Search code examples
apache-flinkflink-streamingpyflink

Performance difference between Table- and DataStream-API


Let us assume that I have two operations which I can write easily using both APIs in PyFlink (e.g. a sum of a column over a TumblingWindow). Are there any performance differences when I use the predefined Table-API commands vs manually implementing the count in Python as a ProcessWindowFunction?

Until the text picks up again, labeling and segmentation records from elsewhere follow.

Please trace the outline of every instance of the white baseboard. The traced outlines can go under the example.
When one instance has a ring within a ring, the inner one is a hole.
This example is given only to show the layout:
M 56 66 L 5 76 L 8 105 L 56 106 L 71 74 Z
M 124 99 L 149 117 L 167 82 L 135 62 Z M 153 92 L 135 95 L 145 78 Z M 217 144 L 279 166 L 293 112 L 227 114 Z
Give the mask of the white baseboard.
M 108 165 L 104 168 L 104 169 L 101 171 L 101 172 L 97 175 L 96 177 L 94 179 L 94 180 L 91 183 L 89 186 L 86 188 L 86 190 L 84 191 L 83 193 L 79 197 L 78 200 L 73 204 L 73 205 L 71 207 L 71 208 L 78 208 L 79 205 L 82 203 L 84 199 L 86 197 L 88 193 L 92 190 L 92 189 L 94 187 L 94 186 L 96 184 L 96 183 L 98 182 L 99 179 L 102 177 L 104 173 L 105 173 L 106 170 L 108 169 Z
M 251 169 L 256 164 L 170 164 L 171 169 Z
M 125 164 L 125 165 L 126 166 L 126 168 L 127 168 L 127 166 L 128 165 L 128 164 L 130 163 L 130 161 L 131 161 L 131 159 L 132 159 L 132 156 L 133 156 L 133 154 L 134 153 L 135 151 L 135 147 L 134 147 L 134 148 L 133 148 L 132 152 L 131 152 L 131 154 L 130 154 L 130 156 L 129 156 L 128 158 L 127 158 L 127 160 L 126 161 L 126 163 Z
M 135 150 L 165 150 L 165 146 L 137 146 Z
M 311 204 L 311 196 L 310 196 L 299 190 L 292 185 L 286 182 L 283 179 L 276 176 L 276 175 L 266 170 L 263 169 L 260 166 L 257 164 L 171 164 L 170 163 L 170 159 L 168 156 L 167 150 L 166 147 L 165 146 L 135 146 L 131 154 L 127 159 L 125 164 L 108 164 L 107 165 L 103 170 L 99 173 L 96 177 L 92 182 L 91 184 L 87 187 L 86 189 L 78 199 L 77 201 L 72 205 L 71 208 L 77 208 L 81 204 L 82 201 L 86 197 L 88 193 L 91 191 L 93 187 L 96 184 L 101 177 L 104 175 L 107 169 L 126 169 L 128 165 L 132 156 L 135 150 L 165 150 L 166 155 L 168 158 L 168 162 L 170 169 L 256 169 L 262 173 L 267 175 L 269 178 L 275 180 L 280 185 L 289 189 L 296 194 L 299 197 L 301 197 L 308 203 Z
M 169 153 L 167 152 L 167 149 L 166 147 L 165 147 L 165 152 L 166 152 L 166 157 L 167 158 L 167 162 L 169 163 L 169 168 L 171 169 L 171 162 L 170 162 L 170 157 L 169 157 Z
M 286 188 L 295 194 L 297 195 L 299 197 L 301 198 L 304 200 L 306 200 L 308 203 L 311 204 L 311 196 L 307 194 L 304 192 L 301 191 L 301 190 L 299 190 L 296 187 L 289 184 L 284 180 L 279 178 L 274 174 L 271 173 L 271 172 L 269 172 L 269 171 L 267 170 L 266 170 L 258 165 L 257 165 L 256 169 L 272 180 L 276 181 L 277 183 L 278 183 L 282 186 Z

To be more precise, I want to compare

table_from_stream \
    .window(Tumble.over(lit(15).minutes)).on(col('time')).alias('w'))
    .groupby(col('w'), col('a'))
    .select(col('w').end, col('a'), col('b').sum)

vs

datastream \
    .key_by('a') \
    .window(TumblingEventTimeWindows.of(Time.minutes(15))) \ 
    .process(MyProcessFunctionThatManuallySums)

Solution

  • The version using the Table API will be more efficient because

    • The job will run entirely in Java, with no need to cross the java/python barrier. Python will only be used to setup the pipeline.
    • A single piece of managed state (per key) will be used to accumulate a running sum, rather than collecting a list of values to add up at the end of each window. OTOH, the datastream job will have to send that possibly very large list to Python.
    • The Table API has a very efficient serializer.
    • Filter pushdown will be used to filter out any columns other than A or B, rather than those columns being serialized and passed through the pipeline.